Dartmouth College’s Dana Hall uses four highly effective strategies to reduce the building’s energy footprint within a tight construction budget. The renovation reuses the concrete and steel structure of the original 1962 library building, implements highly insulating walls and roof, makes use of ultra-high-performance glazing and incorporates a photovoltaic shading canopy to reduce predicted energy use by 90% compared to baseline.
Reuse
The design strategically adds an addition at the south of the existing structure to create an arcade at the ground floor with shared spaces above. The reuse of existing structure reduced the amount of new high embodied energy materials like steel and concrete used in construction.
Highly Insulated
Insulation is a tremendously cost-effective energy efficiency measure. Supporting a light terracotta facade, the lightweight stud walls combine 6″ of continuous exterior insulation with 5 1/2″ of cavity insulation to provide an effective R-30 wall value, twice the code minimum. The roof system provides a minimum R-60 continuous insulation, triple the code minimum.
Advanced Glazing
The glazing strategy for Dana Hall combines careful proportions, locations, recesses, canopies and topography with advanced technologies. The triple-glazed punched windows on three siddes of the building are tall and set deep in the wall with two low-E coatings to minimize heat gain. Continuous curtainwall glazing at the ground floor is under cover from the floor above. The penthouse is shaded by the photovoltaic canopy.

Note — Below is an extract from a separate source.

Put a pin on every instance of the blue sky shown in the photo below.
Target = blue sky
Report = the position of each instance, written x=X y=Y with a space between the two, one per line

The new south addition is clad in an advanced all glass facade system designed with passive measures and active controls to produce a thermally efficient envelope responsive to its environment. The glass facade is made of 2″ triple-glazed insulated units and high-performance vacuum insulated glass panels arranged in response to orientation and to maintenance of visual connections to the landscape beyond. Both units have integral expanded metal mesh shading and are silicone structurally glazed to a thermally-improved aluminum curtainwall frame. Each component is optimized for thermal performance with a whole system R-value>8, more than four times more efficient than the latest energy code requirement. The system also pairs automated vent windows with daylight-responsive shades to allow simultaneous daylight control and natural ventilation.
Photovoltaic Canopy
The small penthouse at the roof of the existing building allow for a terrace roof garden with a solar canopy above. Covering nearly the full existing roof area, the 68kw photovoltaic panel canopy reduces the building’s predicted energy use index (pEUI) from 25 to 15 kBtu/sf/yr.